都志見 自分はリニューアルされた「新ブラホワ」について書かせていただいた第6部ですね。これまではシナリオに合わせて曲やMVを作っていただいたんですけど、今回は初めて順番を逆にして、曲やMVを堪能させてもらってから書いたんです。それもあって没入感のあるシナリオが書けたんじゃないかなと。実は「新ブラホワ」のミニライブ対決の企画も種村先生が協力してくれて、セットリストや舞台についてアイデア出ししてくださったんです。
種村 4グループのテーマ決めなどを任せていただきました。まず各グループの曲を並べて、これを何かテーマでくくることはできないかと考えたんです。そしてIDOLiSH7は空、TRIGGERは劇場、Re:valeが鍵、ŹOOĻは檻だなと思い浮かんで。そういう部分をプロデューサーさんやスタッフさんを交えつつ、文太先生と密接に打合せしながらシナリオを作っていただいた感じですね。
──そんな第6部の終盤ではアイドルたちが「ライブとは?」「アイドルとは?」という質問に答えていく場面がありましたが、おふたりにとってアイドルとは?
都志見 ファンと「ありがとう」を交換しあって大きくなっていく存在、ですかね。交換がうまくいくとまっすぐ成長するけど、少しでも感謝が損なわれると、なかなかうまく育っていかないところがあるなと思っています。
種村 「自然と笑顔にさせてくれる存在」でしょうか。どんなに悩んでいても、アイナナのニュースが入るとそれどころじゃなくなってしまう、影すら映さない強い光です。
──広義でアイドルについて伺いましたが、「アイナナ」のアイドルたちはおふたりにとってどんな存在でしょう?

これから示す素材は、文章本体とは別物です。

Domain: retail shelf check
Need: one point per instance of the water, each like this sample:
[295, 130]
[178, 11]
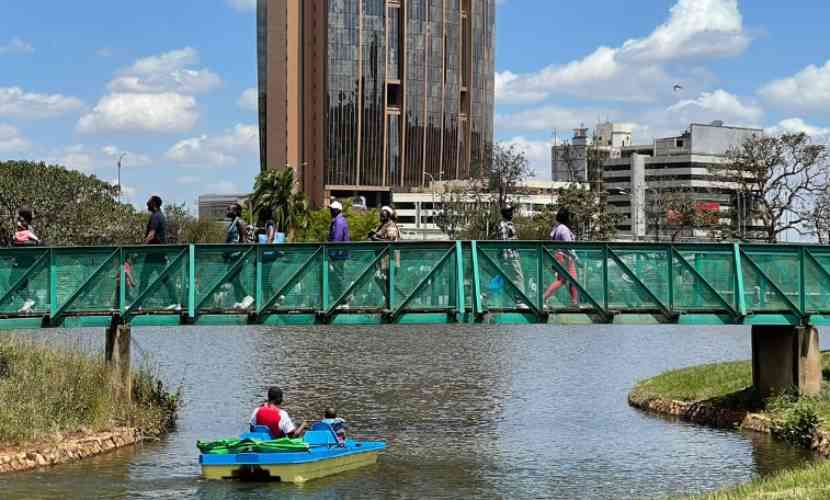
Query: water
[486, 412]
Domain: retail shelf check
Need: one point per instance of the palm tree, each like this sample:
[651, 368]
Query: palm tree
[274, 190]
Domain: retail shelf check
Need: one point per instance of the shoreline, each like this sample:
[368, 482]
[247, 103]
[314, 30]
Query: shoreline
[708, 414]
[67, 448]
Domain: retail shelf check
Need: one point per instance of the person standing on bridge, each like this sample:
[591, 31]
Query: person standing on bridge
[236, 233]
[511, 258]
[156, 234]
[338, 233]
[562, 232]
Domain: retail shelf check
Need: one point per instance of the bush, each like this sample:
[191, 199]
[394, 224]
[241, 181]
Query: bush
[795, 419]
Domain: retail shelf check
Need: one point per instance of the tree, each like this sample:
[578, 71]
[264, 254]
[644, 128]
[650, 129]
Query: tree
[70, 208]
[782, 174]
[274, 190]
[818, 220]
[472, 209]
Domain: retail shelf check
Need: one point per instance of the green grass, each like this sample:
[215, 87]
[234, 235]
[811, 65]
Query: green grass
[812, 482]
[45, 391]
[729, 385]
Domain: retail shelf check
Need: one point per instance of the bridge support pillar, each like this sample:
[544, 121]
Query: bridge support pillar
[118, 357]
[785, 357]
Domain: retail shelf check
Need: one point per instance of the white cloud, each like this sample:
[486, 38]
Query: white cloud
[130, 159]
[222, 150]
[717, 105]
[222, 187]
[249, 99]
[188, 179]
[634, 72]
[807, 90]
[16, 46]
[548, 118]
[168, 72]
[242, 5]
[11, 141]
[537, 154]
[167, 112]
[14, 101]
[796, 126]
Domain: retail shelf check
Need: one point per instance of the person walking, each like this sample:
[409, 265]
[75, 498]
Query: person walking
[511, 258]
[338, 233]
[387, 231]
[24, 236]
[156, 261]
[235, 234]
[562, 232]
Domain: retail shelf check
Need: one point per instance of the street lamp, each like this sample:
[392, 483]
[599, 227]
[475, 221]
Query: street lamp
[119, 175]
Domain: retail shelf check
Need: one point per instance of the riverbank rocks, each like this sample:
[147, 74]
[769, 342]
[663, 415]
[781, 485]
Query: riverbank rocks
[707, 414]
[65, 448]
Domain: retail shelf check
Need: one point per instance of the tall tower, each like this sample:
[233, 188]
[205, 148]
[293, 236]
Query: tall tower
[370, 96]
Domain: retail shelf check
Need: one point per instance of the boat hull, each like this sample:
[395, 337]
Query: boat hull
[290, 473]
[292, 467]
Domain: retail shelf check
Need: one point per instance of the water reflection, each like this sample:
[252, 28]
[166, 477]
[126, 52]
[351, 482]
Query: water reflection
[489, 412]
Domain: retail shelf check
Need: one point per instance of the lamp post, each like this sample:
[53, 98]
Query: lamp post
[120, 158]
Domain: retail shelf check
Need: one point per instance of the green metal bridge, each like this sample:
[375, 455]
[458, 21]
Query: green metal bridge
[425, 282]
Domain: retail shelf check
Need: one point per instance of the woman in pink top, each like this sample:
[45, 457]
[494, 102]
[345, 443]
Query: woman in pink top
[562, 232]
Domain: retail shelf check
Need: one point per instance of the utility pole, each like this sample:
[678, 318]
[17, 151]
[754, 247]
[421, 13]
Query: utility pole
[119, 175]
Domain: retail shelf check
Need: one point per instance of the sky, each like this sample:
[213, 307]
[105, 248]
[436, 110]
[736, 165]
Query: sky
[171, 85]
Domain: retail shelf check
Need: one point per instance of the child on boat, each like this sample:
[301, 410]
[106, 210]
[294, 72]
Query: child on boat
[338, 425]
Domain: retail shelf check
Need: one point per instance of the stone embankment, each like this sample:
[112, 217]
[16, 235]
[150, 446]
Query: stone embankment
[67, 448]
[704, 413]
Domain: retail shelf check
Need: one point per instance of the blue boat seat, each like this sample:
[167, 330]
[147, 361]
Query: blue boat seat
[321, 434]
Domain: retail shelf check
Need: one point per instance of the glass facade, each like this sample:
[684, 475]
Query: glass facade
[406, 89]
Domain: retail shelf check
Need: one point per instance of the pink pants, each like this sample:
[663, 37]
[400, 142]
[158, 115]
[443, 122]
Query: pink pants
[560, 280]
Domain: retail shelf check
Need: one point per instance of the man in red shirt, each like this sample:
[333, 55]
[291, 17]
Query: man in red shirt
[275, 418]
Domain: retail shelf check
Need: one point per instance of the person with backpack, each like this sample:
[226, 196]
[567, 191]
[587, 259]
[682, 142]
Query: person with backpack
[562, 232]
[156, 234]
[235, 234]
[511, 258]
[24, 236]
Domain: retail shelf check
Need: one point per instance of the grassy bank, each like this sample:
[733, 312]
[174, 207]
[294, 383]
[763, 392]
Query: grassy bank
[728, 385]
[45, 391]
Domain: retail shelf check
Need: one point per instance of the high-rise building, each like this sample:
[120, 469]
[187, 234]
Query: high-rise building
[366, 97]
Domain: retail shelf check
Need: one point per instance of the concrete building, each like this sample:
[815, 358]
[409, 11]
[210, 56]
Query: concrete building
[569, 161]
[681, 163]
[213, 206]
[368, 97]
[416, 210]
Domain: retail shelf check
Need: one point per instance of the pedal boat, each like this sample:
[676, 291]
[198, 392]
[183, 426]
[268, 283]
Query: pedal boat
[324, 457]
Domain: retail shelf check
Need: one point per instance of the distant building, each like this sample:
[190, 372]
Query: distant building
[680, 163]
[213, 206]
[416, 210]
[569, 161]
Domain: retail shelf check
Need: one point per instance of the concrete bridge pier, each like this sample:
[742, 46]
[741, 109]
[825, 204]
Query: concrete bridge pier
[118, 357]
[786, 357]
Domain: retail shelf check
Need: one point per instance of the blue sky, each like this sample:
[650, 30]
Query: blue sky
[170, 83]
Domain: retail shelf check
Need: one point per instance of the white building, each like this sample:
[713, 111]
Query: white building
[416, 210]
[680, 163]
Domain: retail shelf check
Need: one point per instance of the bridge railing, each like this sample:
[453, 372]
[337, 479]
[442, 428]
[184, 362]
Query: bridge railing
[415, 282]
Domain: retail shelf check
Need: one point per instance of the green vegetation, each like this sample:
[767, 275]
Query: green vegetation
[810, 482]
[45, 391]
[794, 419]
[70, 208]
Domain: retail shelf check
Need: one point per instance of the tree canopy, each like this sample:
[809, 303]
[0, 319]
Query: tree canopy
[70, 208]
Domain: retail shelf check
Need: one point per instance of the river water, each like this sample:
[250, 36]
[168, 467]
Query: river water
[486, 412]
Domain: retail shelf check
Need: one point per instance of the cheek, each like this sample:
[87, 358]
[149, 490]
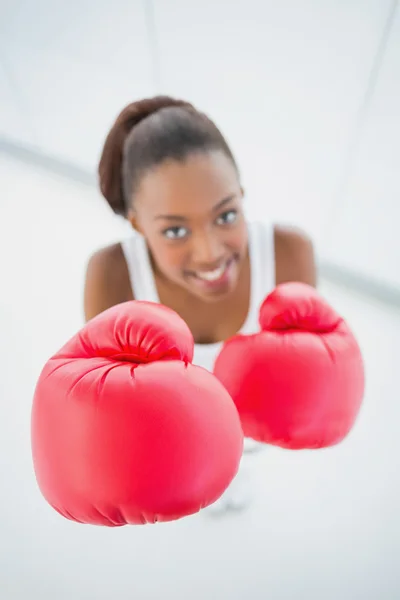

種村 「アイナナ」のアイドルたちは……甥っ子って感じですかね。息子ではないんですよね。血のつながりはあるけど毎日会ってそばにいるわけではない、みたいな。
──たまに会うとすごくかわいがってしまう。
種村 そうです。自分が育てたわけではないけど、たまに会うと「遊ぼうか!」となる感じ。
都志見 甥っ子という感覚も共感できます。自分にとっては、“メッセージを背負ってくれている人たち”という存在ですね。16人いたら16人分の価値観があって、(七瀬)陸が好きな人は陸の価値観に親しみを覚えるでしょうし、(和泉)一織が好きな人は一織の価値観に親しみを持つと思うんです。だからシナリオを描くときには、誰か1人の価値観に寄りすぎないようにメッセージを投げかけるようにしていて。例えばモモくんは仲間を大事にするし、そのために戦略的に動ける。ユキさんはアーティストらしい魅力と不器用さがあって……と、人物ごとに持っているメッセージ性を、ユーザーさんに届けてくれる存在なんですよね。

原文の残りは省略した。